Press Release
September 19, 2016


The Senate is poised to override unwarranted exemptions listed by the Executive department in the Freedom of Information (FOI) executive order, Senator Grace Poe announced today, as she noted a strong FOI law crafted by legislators is needed to stamp out corruption and ensure transparency and accountability in the bureaucracy.

Poe, chairperson of the Senate committee on public information and mass media that held its maiden public hearing on the anti-corruption measure, said while FOI advocates an open government, 166 exceptions for non-disclosure is just too stringent and may be subject to certain abuses.

"Imbes na pintasan natin ang exemptions, hinihingi ko sa bawat resource person ang maaaring sabihin na apprehensions ukol sa specfic exemptions, kasi 166 nga iyon. May mga iba naman doon na legitimate exemptions pero may mga iba din na sa tingin ko ay hindi naman natin kailangang isama pa. Kaya nga kailangan ding pag-aralang mabuti itong mga exemptions na ito kasi we have to make specific mentions of those in the new law so that these will override the executive order," Poe told reporters after the hearing.

Poe assured that the Senate panel will fully scrutinize the exceptions in Executive Order No. 2 covering the Executive branch earlier issued by Malacañang to guarantee that said exceptions shall not be used to cover up a crime, wrongdoing, graft or corruption.

"Palagi naming sinasabing kung ang dahilan ay para pagtakpan ang isang mali, hindi pwedeng gamitin ang Freedom of Information," the senator added, pointing out that the long overdue FOI will cover the entire bureaucracy.

Under Senate Bill No. 159 or An Act Implementing the People's Right to Information and the Constitutional Policies of Full Public Disclosure and Honesty in the Public Service filed by Poe, the public would be granted access to records or information that are under the control of government. The bill listed 13 major exceptions and the information may be withheld if the information requested would jeopardize national security, foreign relations, law enforcement operations, trade and economic secrets, individual's right to privacy, privileged information as considered in judicial proceedings or information made in executive sessions of Congress and those that are covered by presidential communications privilege. These exceptions in the Senate bill were included in the FOI EO, but the Executive deemed it necessary to include a roster of exceptions for non-disclosure, with resource persons in the hearing expressing apprehension on such.

Usability of information available to the public and easy access would also be considered by the lawmakers in the final draft of the measure, Poe said.
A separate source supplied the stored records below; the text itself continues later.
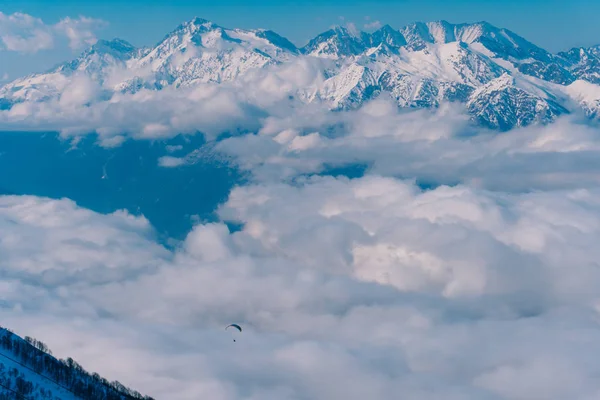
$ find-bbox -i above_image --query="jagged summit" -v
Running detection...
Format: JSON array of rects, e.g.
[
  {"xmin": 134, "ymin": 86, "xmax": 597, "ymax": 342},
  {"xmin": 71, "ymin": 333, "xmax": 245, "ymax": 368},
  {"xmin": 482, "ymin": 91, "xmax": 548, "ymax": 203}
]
[
  {"xmin": 558, "ymin": 45, "xmax": 600, "ymax": 84},
  {"xmin": 400, "ymin": 22, "xmax": 450, "ymax": 50},
  {"xmin": 51, "ymin": 37, "xmax": 139, "ymax": 79},
  {"xmin": 255, "ymin": 29, "xmax": 300, "ymax": 53},
  {"xmin": 397, "ymin": 19, "xmax": 547, "ymax": 58},
  {"xmin": 3, "ymin": 16, "xmax": 600, "ymax": 131},
  {"xmin": 368, "ymin": 24, "xmax": 407, "ymax": 48},
  {"xmin": 156, "ymin": 16, "xmax": 229, "ymax": 47},
  {"xmin": 188, "ymin": 16, "xmax": 213, "ymax": 26},
  {"xmin": 301, "ymin": 25, "xmax": 367, "ymax": 57},
  {"xmin": 89, "ymin": 38, "xmax": 137, "ymax": 54},
  {"xmin": 172, "ymin": 16, "xmax": 221, "ymax": 33},
  {"xmin": 425, "ymin": 20, "xmax": 459, "ymax": 43}
]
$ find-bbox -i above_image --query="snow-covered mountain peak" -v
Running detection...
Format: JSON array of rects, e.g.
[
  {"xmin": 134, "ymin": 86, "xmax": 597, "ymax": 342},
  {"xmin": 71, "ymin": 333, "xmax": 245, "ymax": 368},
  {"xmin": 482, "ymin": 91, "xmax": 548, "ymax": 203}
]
[
  {"xmin": 156, "ymin": 16, "xmax": 232, "ymax": 50},
  {"xmin": 368, "ymin": 24, "xmax": 407, "ymax": 48},
  {"xmin": 301, "ymin": 25, "xmax": 367, "ymax": 58},
  {"xmin": 112, "ymin": 16, "xmax": 301, "ymax": 90},
  {"xmin": 400, "ymin": 22, "xmax": 435, "ymax": 50},
  {"xmin": 458, "ymin": 23, "xmax": 551, "ymax": 62},
  {"xmin": 151, "ymin": 17, "xmax": 299, "ymax": 55},
  {"xmin": 559, "ymin": 45, "xmax": 600, "ymax": 66},
  {"xmin": 397, "ymin": 20, "xmax": 548, "ymax": 60},
  {"xmin": 48, "ymin": 38, "xmax": 139, "ymax": 80},
  {"xmin": 333, "ymin": 24, "xmax": 362, "ymax": 38},
  {"xmin": 87, "ymin": 38, "xmax": 137, "ymax": 56},
  {"xmin": 5, "ymin": 17, "xmax": 600, "ymax": 130},
  {"xmin": 172, "ymin": 16, "xmax": 221, "ymax": 35},
  {"xmin": 398, "ymin": 20, "xmax": 489, "ymax": 49},
  {"xmin": 253, "ymin": 29, "xmax": 299, "ymax": 53},
  {"xmin": 425, "ymin": 20, "xmax": 457, "ymax": 43},
  {"xmin": 452, "ymin": 21, "xmax": 493, "ymax": 43},
  {"xmin": 557, "ymin": 45, "xmax": 600, "ymax": 85}
]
"Kahit na may FOI, kung napakahirap naman ng format nito at tatambakan ka ng impormasyon na hindi naman importante, so balewala rin. Sa usability, automatic uploading sa website in a format that is technologically relevant kasi you have to keep updating your system. We have to keep with the times to make sure that access to information is easy," said Poe.

"Having been the longest pending bill in Congress, as the first known FOI bill was filed by the late Sen. Raul Roco, we see the need to finally enact an FOI law as the administration also fully espouses transparency and accountability in the bureaucracy," said Poe.

The next public hearing is set on Sept. 29 at 10 a.m. at the Philippine Senate.